The Story
Why it exists.
The beginning
Larceny belongs to Sucreabeille's Awkward Bandits collection, a lineup of fragrances named for the Suc Gang, a group of awkward and incompetent outlaws who never quite pull off their heists. The name Larceny fits that energy perfectly: the audacity of taking something you shouldn't have, and discovering it tastes better than you expected. Perfumer Andrea Fender launched this in 2019 with that same spirit, a fragrance that reaches for something indulgent and pulls it off anyway. It's a scent that embodies the thrill of getting away with something delicious, the secret pleasure of a treat that feels slightly forbidden.

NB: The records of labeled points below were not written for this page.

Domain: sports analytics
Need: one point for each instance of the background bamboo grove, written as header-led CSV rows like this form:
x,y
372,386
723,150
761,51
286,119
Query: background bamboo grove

The salted caramel and maple butter combination is harder to get right than it sounds. Too much caramel and the scent slides into synthetic candy; too little salt and it becomes one-dimensional. Larceny threads the needle because the coconut milk keeps the sweetness honest, lactonic, slightly cool, pulling the gourmand warmth back from the edge. Maple butter is a rare material in perfumery; it requires a butter note that reads as actual dairy fat rather than a fragrant approximation. When it works, it creates something that smells less like perfume and more like something you'd find in a kitchen.
The evolution
Larceny opens with an immediate impression of salted caramel, rich, buttery, sweet but grounded by that unmistakable grey sea salt edge. The almond arrives quickly, nutty and slightly toasted, preventing the sweetness from reading as flat or saccharine. There's a surprise here: the coconut milk doesn't dominate the opening but instead smooths the edges of the caramel, keeping everything creamy and close. The coconut milk takes a more prominent position as the fragrance develops, emerging as a cool, lactonic counterpoint to the still-present caramel. The salt recedes slightly, becoming a whisper rather than a shout, and the almond settles into the background as a warm, nutty foundation. This is where Larceny becomes something more than a one-note wonder, the interplay between the cool dairy note and the warm caramel creates a tension that rewards wearing.
Cultural impact
Larceny has accumulated a passionate following within indie fragrance communities. Wearers consistently describe it as a strikingly realistic edible scent that captures the imagination. The combination of salted caramel, maple butter, and coconut milk creates something unique in the landscape of sweet fragrances. For Sucreabeille's audience, who value narrative-driven scents and unconventional note combinations, Larceny offers a warm and openly inviting experience. The fragrance finds its community among wearers who want their scent to feel like a confession rather than a performance.